Brexit would be a victory for xenophobes, we must not turn back the clock
Britain’s EU referendum will be a vote on immigration. The out camp know that voters are aware of the economic and political risks of Brexit, but hope that their resentment of "uncontrolled" immigration from the EU will trump these concerns.
Growing up in a Yorkshire village in the latter half of the '70s and the '80s, the idea of significant numbers of people coming to live in Britain, let alone Yorkshire, was just funny. The Irish aside, there just weren’t any. And they would not have been received warmly. The bigotry was jarring, the suspicion of foreigners unapologetic. Yorkshire was not exceptional; much of Britain was like this.
Things have changed enormously for the better over the thirty years since. From being home to one of the lowest proportion of people from other EU countries in the EU in the mid-1980s, Britain is now home to a comparable proportion of people from other EU countries as Germany and France.
Over this period, the UK has gone from being one of the more insular EU countries to one of its more open and cosmopolitan ones. Openness to immigration is sign of a flourishing, confident society; hostility to it an indicator of a fearful, resentful one. It is no surprise that increased openness to foreigners has coincided with a marked improvement in Britain’s relative economic performance.
Whatever the small minority of internationalists among the Brexiteers say, a vote to leave the EU will be a vote against openness. Brexiteers like to argue that they are not against immigration, only "uncontrolled" immigration. And that freed from the EU Britain will be free to pick and choose who it admits. This is pure dissembling. If a UK of 65 million struggles to cope with hosting 1.4 million white, largely English-speaking Eastern Europeans who are on average better educated than the natives, are we really to believe that it will open up to the rest of the world following Brexit? Britain certainly won’t increase immigration from the non-white Commonwealth. After all, it could do so now but chooses not to. Nor is Britain about to open up to the white Commonwealth or the US, not least because they will not reciprocate. Quitting the EU will mean less immigration, not just a different system for allowing migrants into the country.
A big chunk of the British population would no doubt welcome this. I think it would be sad and a step back for the country. This is not because I am selfish and don’t care about those on low incomes or because I dislike my country’s culture. I’m certainly well-paid, at least compared with most of the population. But all the research shows that immigration is positive economically. Where there are negative effects for particular groups these can be offset by public policy, which I’d be happy to pay more tax towards. If being anti-British means being uncomfortable with scape-goating foreigners for home-grown problems or refusing to give sanctuary to refugees, then I guess I’m anti-British. But I don’t think there is anything inevitable about Britain responding to immigration and the refugee crisis in the way it has; after all, Germany has responded very differently, and is no less German for that.
If opposing unrestricted EU immigration is all about protecting British culture and the British working class, why do the Brexiteers not oppose free trade too? After all, this has had a far more negative impact on lower-skilled British workers than immigration, by accelerating the collapse of manufacturing employment. But most Brexiters want more, not less free trade. And why don’t Brexiteers favour income redistribution to reduce inequalities aggravated by globalisation? Or education reforms to tackle inequalities of opportunity perpetuated by the dominance of public schools? At present, the opposite is happening: tax and benefit changes are making the poor poorer, and social background is becoming a stronger determinant of educational attainment.

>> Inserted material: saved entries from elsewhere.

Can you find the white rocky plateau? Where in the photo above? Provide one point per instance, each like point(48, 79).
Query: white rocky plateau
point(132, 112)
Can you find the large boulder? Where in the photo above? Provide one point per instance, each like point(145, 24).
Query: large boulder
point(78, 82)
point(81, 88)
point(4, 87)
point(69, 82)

Some opponents of unrestricted immigration from the EU accept that is economically beneficial, but that these economic benefits are more than offset by the harmful social effects of immigration. At root, this is a "people feel like foreigners in the own country" argument. It is not a new one, but was often made in the post-war period when significant numbers of people moved to the UK from the Commonwealth. Basically, it boils down to: we don’t like foreigners. After all, there is no resentment about internal migration within the UK from poorer to richer areas.
If one doesn’t pander to this populism, one is accused of being undemocratic, patronising or "out of touch" with the people. Indeed, a whole cottage industry of apologists has sprung up, claiming to speak for the people when it comes to allegedly disorientating effects of immigration. Yet many of these apologists are happy that our parliamentary democracy is able to take action against racial and sexual discrimination, in the face popular opposition, or to resist pressure for the restoration of the death penalty. So why their preference for crude majoritarianism when it comes to immigration? We’re a parliamentary democracy for good reason.
I’m glad there are now more people from other EU countries living in the UK and hope that more are not put off from moving here by the crude and often offensive tone of public debate about immigration. I would hate for that village to revert to the way it was. Being from somewhere else (or even from outside Yorkshire) is no longer a trigger for abuse. Do people really want to turn back the clock?
Simon Tilford is deputy director of the Centre for European Reform.